NASIONAL

HNW Dukung Insan Film Hadirkan Karya Bernuansa Dakwah

Jakarta (SI Online) – Wakil Ketua MPR RI Hidayat Nur Wahid mengatakan bahwa Orde Reformasi menghadirkan apresiasi sangat tinggi pada ketentuan-ketentuan soal Hak Asasi Manusia (HAM), seperti soal Seni dan Budaya, juga soal Agama.

Sekalipun tetap disebutkan adanya batasan-batasan dalam rangka meningkatkan kualitas pelaksanaan HAM, sehingga pemberlakuan sensor termasuk yang mandiri atau self-censoring yang bisa dilakukan oleh para sineas Indonesia dan LSF maupun individual warga Indonesia, mempunyai rujukan yang telah gamblang disebutkan di dalam UUD 1945, agar film-film Indonesia sebagai bentuk produk seni dan budaya, bisa hadir dan mendukung penguatan kualitas seni dan budaya di Indonesia seiring dan sejalan dengan pengamalan nilai-nilai Agama.

Demikian disampaikannya Hidayat saat menjadi pembicara kunci dalam Webinar Sosialisasi Budaya Sensor Mandiri “Film Bernuansa Agama dan Dakwah Digital Kaum Muda” yang diselenggarakan oleh Lembaga Sensor Film Republik Indonesia (LSF) bersama dengan Universitas Al Azhar Indonesia di Jakarta, Rabu (24/11).

HNW sapaan akrabnya menjelaskan bahwa yang demikian itu karena film merupakan bagian dari seni dan budaya yang dijamin sebagai hak asasi manusia di dalam UUD NRI 1945. Secara spesifik, hak tersebut diatur dalam Pasal 28C ayat (1) UUD 1945 yang berbunyi, “Setiap orang berhak mengembangkan diri melalui pemenuhan kebutuhan dasarnya, berhak mendapat pendidikan dan memperoleh manfaat dari ilmu pengetahuan dan teknologi, seni dan budaya, demi meningkatkan kualitas hidupnya dan demi kesejahteraan umat manusia.”

Selanjutnya, jelas HNW, ada pula Pasal 32 UUD NRI terkait peran negara dalam memajukan kebudayaan nasional di tengah peradaban dunia. “Jadi dari dua pasal ini dapat dipahami bahwa seni dan budaya termasuk memproduksi dan mensensor film, menjadi bagian dari HAM dan secara prinsip didukung oleh Negara,” ujarnya.

HNW menegaskan bahwa selain seni budaya sebagai pengejawantahan dari HAM yang termaktub dalam UUD NRI 1945, dalam pelaksanaannya juga mempertimbangkan HAM lainnya yang juga diakui oleh UUD 1945, yaitu pelaksanaan beragama yang juga dijamin oleh Negara sebagaimana tercantum dalam UUD 1945 (Pasal 28E ayat (1), Pasal 29 ayat (2), dan Pasal 31 ayat (5)).
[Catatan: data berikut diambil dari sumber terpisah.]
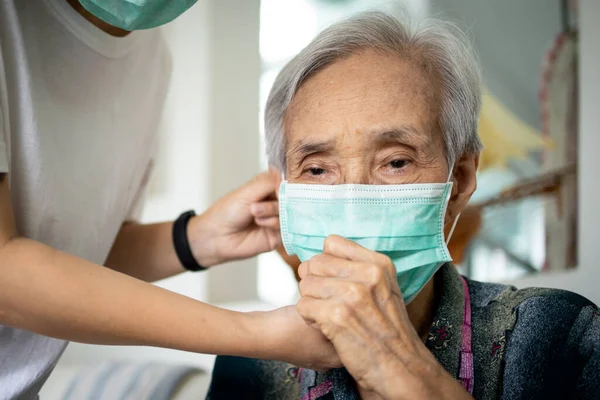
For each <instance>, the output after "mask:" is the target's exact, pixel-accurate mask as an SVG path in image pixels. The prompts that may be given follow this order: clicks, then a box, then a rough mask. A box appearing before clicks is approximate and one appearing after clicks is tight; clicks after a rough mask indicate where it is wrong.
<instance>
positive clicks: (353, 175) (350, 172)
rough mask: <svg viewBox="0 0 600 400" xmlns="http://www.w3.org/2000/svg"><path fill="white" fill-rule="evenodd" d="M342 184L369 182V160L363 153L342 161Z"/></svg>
mask: <svg viewBox="0 0 600 400" xmlns="http://www.w3.org/2000/svg"><path fill="white" fill-rule="evenodd" d="M342 169H343V173H342V182H340V183H342V184H348V183H354V184H369V183H372V182H371V174H370V171H369V170H370V167H369V162H368V160H367V159H366V157H365V156H364V155H356V156H355V157H350V158H348V159H347V160H346V162H344V163H343V167H342Z"/></svg>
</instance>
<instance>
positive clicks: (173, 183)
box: [142, 1, 212, 300]
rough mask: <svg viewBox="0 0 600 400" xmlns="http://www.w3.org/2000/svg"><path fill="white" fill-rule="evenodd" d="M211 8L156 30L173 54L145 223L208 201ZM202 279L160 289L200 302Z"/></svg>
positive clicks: (194, 280) (198, 275) (189, 207)
mask: <svg viewBox="0 0 600 400" xmlns="http://www.w3.org/2000/svg"><path fill="white" fill-rule="evenodd" d="M210 5H211V4H210V2H209V1H200V2H198V3H197V4H196V5H195V6H194V7H192V9H190V10H189V11H188V12H186V13H185V14H183V15H182V16H181V18H179V19H177V20H176V21H174V22H173V23H171V24H168V25H166V26H165V27H164V28H161V29H163V30H164V32H165V35H166V38H167V41H168V43H169V47H170V49H171V53H172V56H173V75H172V81H171V87H170V88H169V94H168V97H167V101H166V105H165V110H164V114H163V121H162V126H161V141H160V144H159V148H158V151H157V158H156V160H155V166H154V171H153V175H152V178H151V181H150V182H149V188H148V193H147V200H146V203H145V206H144V211H143V214H142V220H143V221H144V222H156V221H168V220H173V219H174V218H176V217H177V216H178V215H179V214H180V213H181V212H183V211H185V210H189V209H195V210H196V211H197V212H201V211H202V210H204V209H205V208H206V207H207V206H208V205H210V202H211V196H210V189H209V186H210V179H211V166H210V154H211V150H210V140H209V138H210V132H211V129H210V119H209V113H210V111H209V103H210V92H209V88H210V81H211V77H210V74H209V72H210V69H211V65H210V63H211V58H210V49H211V39H212V36H211V21H210V14H209V10H210ZM206 281H207V277H206V275H204V274H192V273H185V274H182V275H179V276H176V277H173V278H170V279H166V280H164V281H162V282H160V283H159V286H162V287H165V288H167V289H169V290H173V291H176V292H179V293H181V294H185V295H187V296H190V297H193V298H196V299H199V300H205V299H206V297H207V293H206Z"/></svg>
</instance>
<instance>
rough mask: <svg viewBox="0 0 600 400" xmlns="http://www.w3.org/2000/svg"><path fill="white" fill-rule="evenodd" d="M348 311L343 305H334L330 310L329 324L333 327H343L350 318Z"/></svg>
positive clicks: (347, 308) (344, 325)
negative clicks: (348, 319) (330, 322)
mask: <svg viewBox="0 0 600 400" xmlns="http://www.w3.org/2000/svg"><path fill="white" fill-rule="evenodd" d="M350 315H351V312H350V309H349V308H348V307H347V306H346V305H344V304H336V305H335V306H333V307H332V310H331V322H332V324H333V325H334V326H337V327H341V326H345V325H346V324H347V322H348V319H349V318H350Z"/></svg>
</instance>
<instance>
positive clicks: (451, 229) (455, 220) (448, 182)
mask: <svg viewBox="0 0 600 400" xmlns="http://www.w3.org/2000/svg"><path fill="white" fill-rule="evenodd" d="M453 169H454V164H452V167H451V168H450V173H449V174H448V180H447V183H450V178H452V170H453ZM459 218H460V213H458V215H457V216H456V218H454V222H452V228H450V232H449V233H448V237H447V238H446V246H448V243H449V242H450V238H451V237H452V234H453V233H454V228H456V224H457V223H458V219H459Z"/></svg>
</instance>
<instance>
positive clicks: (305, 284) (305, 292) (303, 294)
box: [298, 276, 312, 296]
mask: <svg viewBox="0 0 600 400" xmlns="http://www.w3.org/2000/svg"><path fill="white" fill-rule="evenodd" d="M311 284H312V282H311V279H310V276H308V277H306V278H304V279H302V280H301V281H300V283H299V284H298V290H299V291H300V294H301V295H302V296H306V295H307V293H309V290H310V287H311Z"/></svg>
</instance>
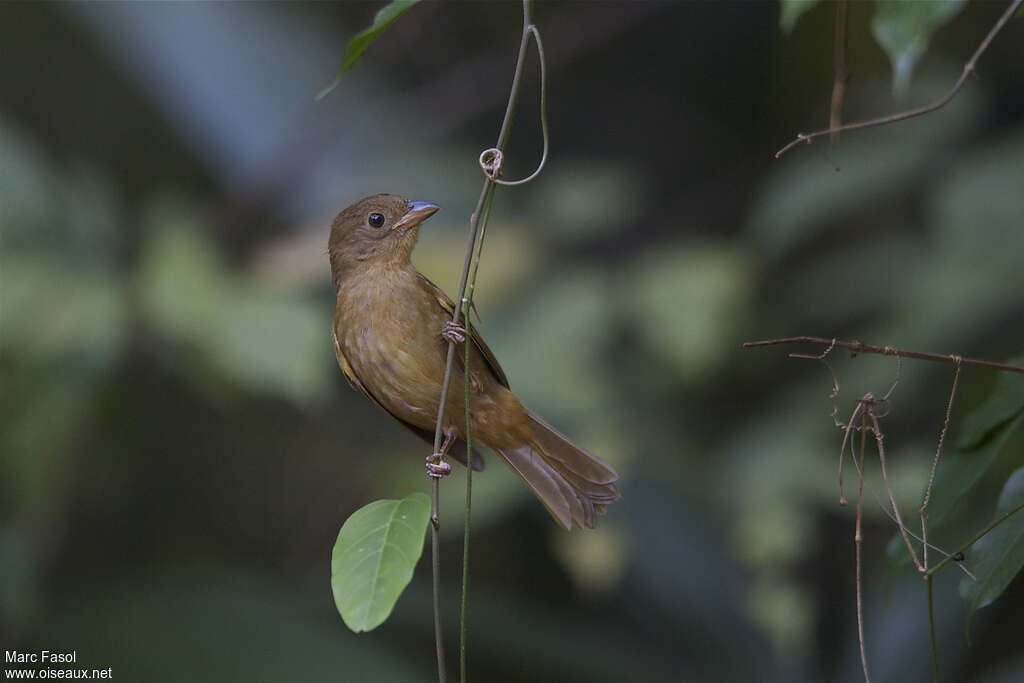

Bahkan termaktub jelas dalam Pancasila sebagai dasar negara dan ideologi Bangsa.

“Selain seni dan budaya, beragama pun demikian. Bahkan mempertimbangkan sejarah kompromi dan dinamika hadirkan konstitusi untuk Republik Indonesia Merdeka, ketentuan soal beragama dalam Pancasila itu selalu hadir, karena ia adalah fitrah dan jatidiri bangsa Indonesia,” ujarnya.

Wakil Ketua Majelis Syuro Partai Keadilan Sejahtera (PKS) ini mengatakan bahwa konstitusi Indonesia memang beberapa kali berganti atau berubah, dari UUD NRI 1945, Konstitusi Republik Indonesia Serikat (RIS), Undang-Undang Dasar Sementara (UUDS), kembali ke UUD NRI 1945, hingga amandemen UUD 1945 yang berlaku hingga saat ini.

“Dalam perjalanan bangsa tersebut, Pancasila tidak pernah berubah dalam penyebutan sila pertama selalu Ketuhanan Yang Maha Esa. “Jadi, ini menunjukkan nilai-nilai agama bagian dari HAM yang diakui dan dijamin oleh Negara,” ujarnya.

Oleh karena itu, HNW menambahkan dalam pelaksanaan hak asasi manusia, penting sinkronisasi kreasi seni budaya termasuk dalam hal perfilman dengan nilai-nilai Agama yang dari dulu dianut oleh Bapak-Bapak Bangsa yang menyepakati Pancasila dan UUD 1945. Karena hakekatnya HAM yang disepakati dan diberlakukan di Indonesia bukanlah HAM yang liberal, melainkan yang mengakui adanya pembatasan yang bisa jadi rujukan untuk Lembaga Sensor maupun untuk sensor mandiri (self sencoring).